Other compliance considerations
There are also other compliance issues to be aware of for hospitals that find themselves in a control group. A number of these concern service. Time spent employed by any member of the control group is considered service for eligibility and vesting for all members of the control group. For example, RN J worked for 3 years at Hospital X above before leaving for Hospital Y. Hospital X and its plan actuary record J as terminated and not vested because J had not completed the required 5 years, but J should not be considered terminated and service with Y must be included for vesting in X’s defined benefit plan. Another common occurrence, LPN K works 30 years at X, then takes early retirement at age 55, goes to work at Y, and commences pension benefits from X’s defined benefit plan. This is not permissible because K is still employed by X/Y and pursuant to IRS rules defined benefit plans may not pay in-service benefits prior to age 59 1/2.
These are simple examples with just two related hospitals. Imagine the complexities associated with an alliance that binds four or five hospitals within a control group. Then add the possibility of a hospital-owned medical practice or two that may also have their own plans, and it becomes very apparent that the alliance needs knowledgeable determination and oversight – is there a control group and, if so, who will monitor compliance?
Other compliance concerns include certain PBGC filing requirements for plans that are significantly under funded or that miss contribution due dates.

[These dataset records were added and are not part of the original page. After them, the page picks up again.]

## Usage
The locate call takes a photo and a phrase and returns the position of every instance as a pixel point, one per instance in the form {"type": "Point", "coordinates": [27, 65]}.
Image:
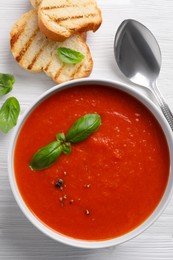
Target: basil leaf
{"type": "Point", "coordinates": [6, 83]}
{"type": "Point", "coordinates": [46, 156]}
{"type": "Point", "coordinates": [83, 128]}
{"type": "Point", "coordinates": [69, 56]}
{"type": "Point", "coordinates": [66, 148]}
{"type": "Point", "coordinates": [9, 113]}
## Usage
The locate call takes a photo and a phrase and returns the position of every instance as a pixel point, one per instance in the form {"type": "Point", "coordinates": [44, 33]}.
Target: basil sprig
{"type": "Point", "coordinates": [46, 156]}
{"type": "Point", "coordinates": [9, 113]}
{"type": "Point", "coordinates": [69, 56]}
{"type": "Point", "coordinates": [83, 128]}
{"type": "Point", "coordinates": [6, 83]}
{"type": "Point", "coordinates": [79, 131]}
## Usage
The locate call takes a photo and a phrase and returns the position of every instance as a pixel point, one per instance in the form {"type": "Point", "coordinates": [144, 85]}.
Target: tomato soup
{"type": "Point", "coordinates": [112, 181]}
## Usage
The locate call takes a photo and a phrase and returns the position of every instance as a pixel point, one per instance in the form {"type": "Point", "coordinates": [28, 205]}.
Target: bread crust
{"type": "Point", "coordinates": [35, 53]}
{"type": "Point", "coordinates": [35, 3]}
{"type": "Point", "coordinates": [60, 28]}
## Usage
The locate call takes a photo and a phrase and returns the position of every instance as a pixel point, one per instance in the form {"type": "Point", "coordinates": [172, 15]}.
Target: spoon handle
{"type": "Point", "coordinates": [163, 105]}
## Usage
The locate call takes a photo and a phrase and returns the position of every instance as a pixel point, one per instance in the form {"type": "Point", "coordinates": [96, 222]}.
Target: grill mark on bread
{"type": "Point", "coordinates": [47, 67]}
{"type": "Point", "coordinates": [45, 8]}
{"type": "Point", "coordinates": [26, 47]}
{"type": "Point", "coordinates": [16, 36]}
{"type": "Point", "coordinates": [75, 17]}
{"type": "Point", "coordinates": [57, 7]}
{"type": "Point", "coordinates": [59, 72]}
{"type": "Point", "coordinates": [30, 66]}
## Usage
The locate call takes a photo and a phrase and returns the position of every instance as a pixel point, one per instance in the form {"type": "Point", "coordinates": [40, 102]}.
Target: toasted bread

These filings are required to include information on all members of the control group as other control group members may become liable for the plan sponsor’s obligations, an issue that should be vetted prior to any hospital joining any alliance that becomes a control group.
Final Thoughts
This narrative is not intended to explain all the rules or to suggest that all hospital alliances are control groups rife with compliance problems, but rather to serve as a warning for such hospitals and their service providers that this is a situation that requires considerable attention that may have been previously lacking because the responsible parties didn’t know the rules or those who were asked did not know the relevant facts.
1 An HCE is generally any employee who had gross compensation in excess of a threshold amount in the prior year. This threshold is set by the IRS and periodically increases for cost of living. The threshold for 2023, to be an HCE in 2024, is $150,000. This threshold increases to $155,000 in 2024 for 2025 HCE status. More than 5% owners are also HCEs but that is generally not relevant for tax-exempt employers. An NHCE is any employee who is not an HCE.